And, on the other side of the negotiations, we have Her Britannic Majesty's Principal Secretary of State for Foreign and Commonwealth Affairs. A member of the "EU3" — the Franco-German-British team Washington has let take the lead in negotiations with Iran — Jack Straw has been at pains to emphasize that no military action against Tehran is being contemplated by him or anybody else. But in a sign that he's losing patience with the mullahs, Straw's officials have indicated that they're prepared to consider the possibility of possibly considering the consideration of a possible motion on considering sanctions for the U.N. Security Council to consider the possibility of considering.

But don't worry, they're not escalating this thing any more than necessary. Initially, Britain is considering "narrowly targeted sanctions such as a travel ban on Iranian leaders.''

That'll show 'em: Iranian missiles may be able to leave Iranian airspace, but the deputy trade minister won't. No more trips to Paris for the spring collections or skiing in Gstaad for the A-list ayatollahs.

Needless to say, the German deputy foreign minister, Gernot Erler, has already cautioned that this may be going too far, and that sanctions could well hurt Europe more than it hurts the Iranians. Perhaps this is what passes for a good cop/bad cop routine, with Herr Erler affably suggesting to the punks that they might want to cooperate or he'll have to send his pal Jack in to tear up their tickets for the Michael Moore premiere at the Cannes Film Festival.

But, if I were President Ahmadinejad or the wackier ayatollahs, I'd be mulling over the kid glove treatment from the EU and figuring: Wow, if this is the respect we get before the nukes are fully operational, imagine how they'll be treating us this time next year.

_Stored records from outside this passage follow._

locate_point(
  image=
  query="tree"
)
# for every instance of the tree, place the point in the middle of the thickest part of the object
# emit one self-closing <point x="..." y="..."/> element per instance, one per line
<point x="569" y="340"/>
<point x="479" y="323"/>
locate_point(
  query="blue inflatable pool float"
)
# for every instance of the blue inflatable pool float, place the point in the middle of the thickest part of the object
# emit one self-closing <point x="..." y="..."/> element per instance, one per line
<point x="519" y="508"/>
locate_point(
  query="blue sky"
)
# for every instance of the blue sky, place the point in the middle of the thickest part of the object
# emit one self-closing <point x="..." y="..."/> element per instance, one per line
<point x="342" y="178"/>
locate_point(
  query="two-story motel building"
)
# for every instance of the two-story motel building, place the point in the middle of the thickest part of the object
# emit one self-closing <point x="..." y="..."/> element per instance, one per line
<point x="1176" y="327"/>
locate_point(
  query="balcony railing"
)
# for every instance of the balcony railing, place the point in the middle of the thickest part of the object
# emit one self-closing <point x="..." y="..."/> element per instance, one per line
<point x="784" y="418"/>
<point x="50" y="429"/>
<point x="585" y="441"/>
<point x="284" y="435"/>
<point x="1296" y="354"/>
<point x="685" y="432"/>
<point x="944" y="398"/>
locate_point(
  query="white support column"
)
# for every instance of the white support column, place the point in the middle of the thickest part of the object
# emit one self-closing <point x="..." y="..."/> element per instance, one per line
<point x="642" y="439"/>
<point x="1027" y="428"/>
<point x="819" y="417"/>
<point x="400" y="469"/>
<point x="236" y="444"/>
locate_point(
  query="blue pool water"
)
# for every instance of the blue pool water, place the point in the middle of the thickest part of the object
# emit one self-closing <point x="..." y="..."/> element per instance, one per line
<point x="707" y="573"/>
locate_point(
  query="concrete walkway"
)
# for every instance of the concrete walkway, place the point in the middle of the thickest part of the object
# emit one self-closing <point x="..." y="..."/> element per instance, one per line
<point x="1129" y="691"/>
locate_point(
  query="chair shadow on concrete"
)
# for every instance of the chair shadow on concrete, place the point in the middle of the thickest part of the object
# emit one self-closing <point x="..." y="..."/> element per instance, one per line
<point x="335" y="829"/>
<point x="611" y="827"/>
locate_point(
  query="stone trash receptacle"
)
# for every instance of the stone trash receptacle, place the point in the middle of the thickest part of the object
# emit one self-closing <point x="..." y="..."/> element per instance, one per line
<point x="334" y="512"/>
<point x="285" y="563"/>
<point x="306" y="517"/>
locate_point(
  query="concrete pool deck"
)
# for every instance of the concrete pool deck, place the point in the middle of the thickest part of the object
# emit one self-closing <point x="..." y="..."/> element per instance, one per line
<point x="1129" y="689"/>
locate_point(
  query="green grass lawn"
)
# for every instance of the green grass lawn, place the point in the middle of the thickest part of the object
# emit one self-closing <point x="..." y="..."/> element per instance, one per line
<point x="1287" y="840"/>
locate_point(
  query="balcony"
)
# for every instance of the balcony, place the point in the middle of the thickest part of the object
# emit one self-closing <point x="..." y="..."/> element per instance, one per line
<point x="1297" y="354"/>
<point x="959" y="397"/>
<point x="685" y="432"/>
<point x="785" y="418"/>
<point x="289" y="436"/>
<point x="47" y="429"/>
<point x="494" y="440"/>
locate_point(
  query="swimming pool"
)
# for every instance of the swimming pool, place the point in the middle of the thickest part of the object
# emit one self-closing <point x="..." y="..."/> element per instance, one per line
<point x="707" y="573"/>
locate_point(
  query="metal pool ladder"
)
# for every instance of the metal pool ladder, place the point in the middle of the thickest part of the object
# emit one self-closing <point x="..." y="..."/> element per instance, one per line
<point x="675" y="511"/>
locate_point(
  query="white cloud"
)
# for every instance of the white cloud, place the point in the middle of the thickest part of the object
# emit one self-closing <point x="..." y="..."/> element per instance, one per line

Incidentally, the assumption in the European press that the nuclear payload won't be ready to fly for three or four years is laughably optimistic.

So any Western strategy that takes time is in the regime's favor. After all, President Ahmaggedonouttahere's formative experience was his participation in the seizure of the U.S. embassy in Tehran in 1979. I believe it was Andrei Gromyko who remarked that, if the students had pulled the same stunt at the Soviet embassy, Tehran would be a crater by lunchtime.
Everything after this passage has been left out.